Function Parameters:

class FunctionParameters(BaseModel):
    type: str  # Must be "object"
    properties: Dict[str, Any]
    required: Optional[List[str]]

Function Tool:

class FunctionTool(BaseModel):
    name: str
    description: str
    parameters: Union[Dict[str, Any], FunctionParameters]

Tool:

class Tool(BaseModel):
    type: Optional[str] = None  # Currently only "function"
    function: Optional[FunctionTool] = None

Function Call:

class FunctionCall(BaseModel):
    """
    Model class for assistant prompt message tool call function.
    """

    call_id: Optional[str] = None
    """The ID of the tool call."""

    name: Optional[str] = None
    """The name of the function to call."""

    arguments: Optional[str] = None
    """The arguments to call the function with, as generated by the model in
    JSON format.

    Note that the model does not always generate valid JSON, and may
    hallucinate  parameters not defined by your function schema.

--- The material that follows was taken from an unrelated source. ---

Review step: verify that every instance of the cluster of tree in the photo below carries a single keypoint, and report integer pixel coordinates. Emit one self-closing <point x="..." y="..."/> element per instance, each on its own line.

Validate
    the arguments in your code before calling your function.
    """

Function Call Output:

class FunctionCallOutput(BaseModel):
    """
    Model class for assistant prompt message tool call function.
    """

    call_id: str
    """The ID of the tool call."""

    output: str
    """The result of the function."""

3. Content Models

Base Content Model:

class Content(Event):
    type: str
    """The type of the content part."""

    object: str = "content"
    """The identity of the content part."""

    index: Optional[int] = None
    """the content index in message's content list"""

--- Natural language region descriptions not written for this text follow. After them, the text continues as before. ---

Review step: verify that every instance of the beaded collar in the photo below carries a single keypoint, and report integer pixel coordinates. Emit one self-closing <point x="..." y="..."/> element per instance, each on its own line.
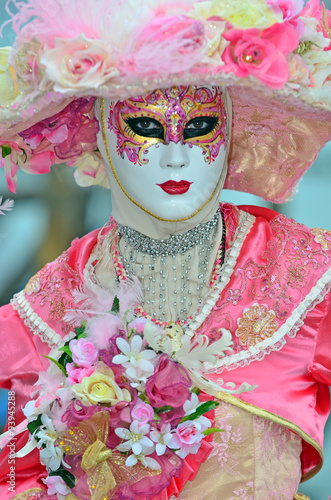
<point x="176" y="243"/>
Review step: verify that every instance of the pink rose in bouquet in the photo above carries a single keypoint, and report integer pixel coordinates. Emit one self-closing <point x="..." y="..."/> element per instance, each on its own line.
<point x="169" y="386"/>
<point x="76" y="374"/>
<point x="84" y="352"/>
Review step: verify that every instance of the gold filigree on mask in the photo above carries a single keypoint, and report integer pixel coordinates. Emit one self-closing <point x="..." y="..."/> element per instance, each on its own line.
<point x="172" y="109"/>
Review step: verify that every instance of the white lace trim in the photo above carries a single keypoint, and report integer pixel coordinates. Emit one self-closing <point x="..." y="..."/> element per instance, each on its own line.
<point x="277" y="341"/>
<point x="33" y="321"/>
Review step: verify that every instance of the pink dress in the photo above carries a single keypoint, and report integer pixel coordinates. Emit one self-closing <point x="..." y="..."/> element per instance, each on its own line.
<point x="274" y="298"/>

    delta: Optional[bool] = False
    """Whether this content is a delta."""

    msg_id: str = None
    """message unique id"""

Specialized Content Types:

class ImageContent(Content):
    type: str = ContentType.IMAGE
    """The type of the content part."""

    image_url: Optional[str] = None
    """The image URL details."""


class TextContent(Content):
    type: str = ContentType.TEXT
    """The type of the content part."""

    text: Optional[str] = None
    """The text content."""


class DataContent(Content):
    type: str = ContentType.DATA
    """The type of the content part."""

    data: Optional[Dict] = None
    """The data content."""

4. Message Model

class Message(Event):
    id: str = Field(default_factory=lambda: "msg_" + str(uuid4()))
    """message unique id"""

    object: str = "message"
    """message identity"""

    type: str = "message"
    """The type of the message."""

    status: str = RunStatus.Created
    """The status of the message. in_progress, completed, or incomplete"""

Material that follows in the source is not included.